One year later almost to the day, Katherine Alexandra San Pietro lay in her mother's arms, nursing contentedly as she was rocked sleepily back and forth. Katy, as she was called, was not quite six weeks old and had not yet developed any concept of day and night. Consequently, she was unaware that it was three a.m., or that she was in grave danger of being dropped on her head as her mother nodded and all but fell asleep in the rocking chair.
"Here, sweetheart, let me take her. You go back to bed."
Joss's voice roused Lilah enough to prevent Katy from taking a tumble. She blinked, smiled sleepily up at her husband, and allowed him to take the baby. Then she stumbled back to bed.
It was broad daylight when Lilah woke again. She opened her eyes to the sun pouring through the bedroom window of the big, comfortable house in Bristol, and realized with a rush of horror that Katy had not wakened her with the chickens as was her wont.
Had something happened to the baby?
On that horrible thought Lilah was ready to leap out of bed. Then she heard a contented gurgle and looked around.
Joss lay beside her, sprawled flat on his back, which was surprising. Her husband usually slept on his stomach, and hogged two-thirds of the bed, too.
The gurgle came again. It could be his stomach, but she didn't think so.
Pulling aside the blanket, Lilah had to smile. There, stretched out on her papa's hairy, muscled chest, lay Katy, wide awake and cooing contently as she bobbed her head up and down.
"Oh, you precious thing." Lilah smiled, leaning down to scoop up the baby.
"Dare I hope you are referring to me?" Joss was awake after all, Lilah discovered as he opened his eyes and grinned.
"Certainly," Lilah said obligingly, leaving Katy where she was for a moment longer to plant a kiss on his mustachioed mouth.
His hand slid behind her head, pulled her mouth down for a heartier sample.
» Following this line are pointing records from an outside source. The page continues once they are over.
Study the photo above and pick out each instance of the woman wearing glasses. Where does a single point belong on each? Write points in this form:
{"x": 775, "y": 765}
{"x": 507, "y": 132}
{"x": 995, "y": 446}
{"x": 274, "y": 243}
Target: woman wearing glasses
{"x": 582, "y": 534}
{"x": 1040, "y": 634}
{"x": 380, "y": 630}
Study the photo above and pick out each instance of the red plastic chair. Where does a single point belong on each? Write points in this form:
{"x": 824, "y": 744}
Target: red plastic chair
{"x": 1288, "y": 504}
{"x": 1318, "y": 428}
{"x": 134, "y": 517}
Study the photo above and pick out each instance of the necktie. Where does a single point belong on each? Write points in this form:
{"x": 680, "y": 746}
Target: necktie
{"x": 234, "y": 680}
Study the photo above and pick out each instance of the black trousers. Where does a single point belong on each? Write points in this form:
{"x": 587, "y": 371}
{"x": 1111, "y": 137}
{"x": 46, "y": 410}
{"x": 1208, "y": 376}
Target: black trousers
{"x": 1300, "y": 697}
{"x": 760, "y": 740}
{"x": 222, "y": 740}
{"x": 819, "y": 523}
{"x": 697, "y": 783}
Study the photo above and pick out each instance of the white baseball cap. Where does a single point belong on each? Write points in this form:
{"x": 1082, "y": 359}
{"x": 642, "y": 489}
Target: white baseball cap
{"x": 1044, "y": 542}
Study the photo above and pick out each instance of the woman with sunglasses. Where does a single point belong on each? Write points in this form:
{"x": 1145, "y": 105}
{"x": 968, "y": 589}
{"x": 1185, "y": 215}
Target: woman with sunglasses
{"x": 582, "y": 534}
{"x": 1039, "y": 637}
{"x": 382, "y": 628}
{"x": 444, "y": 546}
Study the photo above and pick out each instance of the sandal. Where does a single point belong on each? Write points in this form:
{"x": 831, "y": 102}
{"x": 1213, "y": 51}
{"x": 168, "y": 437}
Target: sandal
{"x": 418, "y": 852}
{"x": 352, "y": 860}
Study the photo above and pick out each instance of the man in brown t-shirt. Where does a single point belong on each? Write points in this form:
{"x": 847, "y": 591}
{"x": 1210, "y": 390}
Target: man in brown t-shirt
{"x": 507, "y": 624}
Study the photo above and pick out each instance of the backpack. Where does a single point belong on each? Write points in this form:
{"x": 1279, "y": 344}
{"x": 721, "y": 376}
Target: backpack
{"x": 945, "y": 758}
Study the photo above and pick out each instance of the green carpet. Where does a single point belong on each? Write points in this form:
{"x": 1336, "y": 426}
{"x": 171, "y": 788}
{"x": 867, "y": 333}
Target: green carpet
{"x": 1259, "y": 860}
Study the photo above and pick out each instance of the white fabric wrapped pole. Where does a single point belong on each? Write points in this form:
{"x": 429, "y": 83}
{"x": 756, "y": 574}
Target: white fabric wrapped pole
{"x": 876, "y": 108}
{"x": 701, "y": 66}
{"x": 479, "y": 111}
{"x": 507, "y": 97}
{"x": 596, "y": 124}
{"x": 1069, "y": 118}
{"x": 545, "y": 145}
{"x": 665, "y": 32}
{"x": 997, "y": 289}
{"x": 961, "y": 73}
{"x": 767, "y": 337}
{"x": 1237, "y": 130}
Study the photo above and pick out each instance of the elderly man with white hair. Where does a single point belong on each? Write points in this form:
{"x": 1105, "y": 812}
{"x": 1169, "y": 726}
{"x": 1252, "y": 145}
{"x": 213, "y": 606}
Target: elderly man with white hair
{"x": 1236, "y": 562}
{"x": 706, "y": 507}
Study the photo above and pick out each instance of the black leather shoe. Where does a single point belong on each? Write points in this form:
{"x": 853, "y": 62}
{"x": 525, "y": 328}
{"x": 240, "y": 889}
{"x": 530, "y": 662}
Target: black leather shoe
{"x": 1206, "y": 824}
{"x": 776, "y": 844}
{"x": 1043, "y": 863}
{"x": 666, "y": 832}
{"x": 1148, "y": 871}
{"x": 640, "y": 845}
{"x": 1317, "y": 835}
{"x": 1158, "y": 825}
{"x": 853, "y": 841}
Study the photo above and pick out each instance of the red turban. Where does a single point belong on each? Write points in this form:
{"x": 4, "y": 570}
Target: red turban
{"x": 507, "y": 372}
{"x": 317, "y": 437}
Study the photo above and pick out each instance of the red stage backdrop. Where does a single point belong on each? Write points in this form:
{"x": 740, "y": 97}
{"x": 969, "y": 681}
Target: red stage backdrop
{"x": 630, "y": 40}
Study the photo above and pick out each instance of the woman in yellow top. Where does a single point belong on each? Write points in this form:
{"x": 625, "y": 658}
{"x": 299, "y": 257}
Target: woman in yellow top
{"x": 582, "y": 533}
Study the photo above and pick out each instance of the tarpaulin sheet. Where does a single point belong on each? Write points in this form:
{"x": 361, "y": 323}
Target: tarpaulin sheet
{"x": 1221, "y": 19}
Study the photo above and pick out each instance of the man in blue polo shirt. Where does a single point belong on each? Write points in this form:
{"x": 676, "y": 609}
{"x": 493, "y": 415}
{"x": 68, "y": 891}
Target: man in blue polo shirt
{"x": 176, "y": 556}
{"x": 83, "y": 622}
Lilah felt the familiar heating of her blood, her hand came up to rest on his chest…
And Katy promptly howled.
Joss released her, Lilah sat up, and this time succeeded in picking up the baby.
"Spoilsport," Joss grumbled to his daughter, hitching himself up against the pillows.
"But we love you," countered Lilah, smiling at him.
"And I," said Joss, eyeing his two golden-haired, blue-eyed ladies as they cuddled and cooed on his bed, "love both of you."